HIDA: Towards Holistic Indoor Understanding for the Visually Impaired
via Semantic Instance Segmentation with a Wearable Solid-State LiDAR Sensor
- URL: http://arxiv.org/abs/2107.03180v1
- Date: Wed, 7 Jul 2021 12:23:53 GMT
- Title: HIDA: Towards Holistic Indoor Understanding for the Visually Impaired
via Semantic Instance Segmentation with a Wearable Solid-State LiDAR Sensor
- Authors: Huayao Liu, Ruiping Liu, Kailun Yang, Jiaming Zhang, Kunyu Peng,
Rainer Stiefelhagen
- Abstract summary: HIDA is a lightweight assistive system based on 3D point cloud instance segmentation with a solid-state LiDAR sensor.

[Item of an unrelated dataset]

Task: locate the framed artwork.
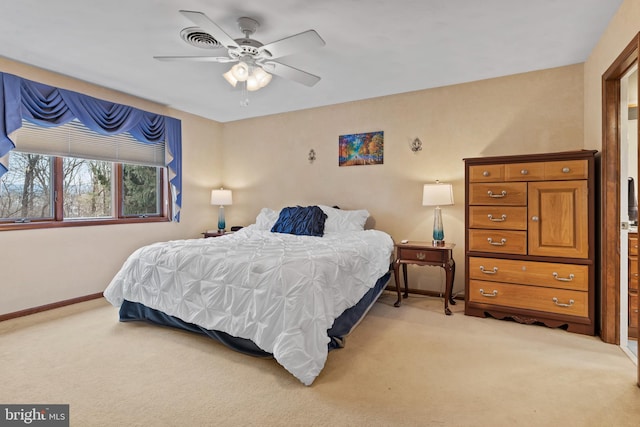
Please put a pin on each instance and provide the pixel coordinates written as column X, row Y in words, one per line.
column 361, row 149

Our entire system consists of three hardware components, two interactive functions(obstacle avoidance and object finding) and a voice user interface.
The proposed 3D instance segmentation model has achieved state-of-the-art performance on ScanNet v2 dataset.
- Score: 25.206941504935685
- License: http://arxiv.org/licenses/nonexclusive-distrib/1.0/
- Abstract: Independently exploring unknown spaces or finding objects in an indoor
environment is a daily but challenging task for visually impaired people.
However, common 2D assistive systems lack depth relationships between various
objects, resulting in difficulty to obtain accurate spatial layout and relative
positions of objects. To tackle these issues, we propose HIDA, a lightweight
assistive system based on 3D point cloud instance segmentation with a
solid-state LiDAR sensor, for holistic indoor detection and avoidance. Our
entire system consists of three hardware components, two interactive
functions~(obstacle avoidance and object finding) and a voice user interface.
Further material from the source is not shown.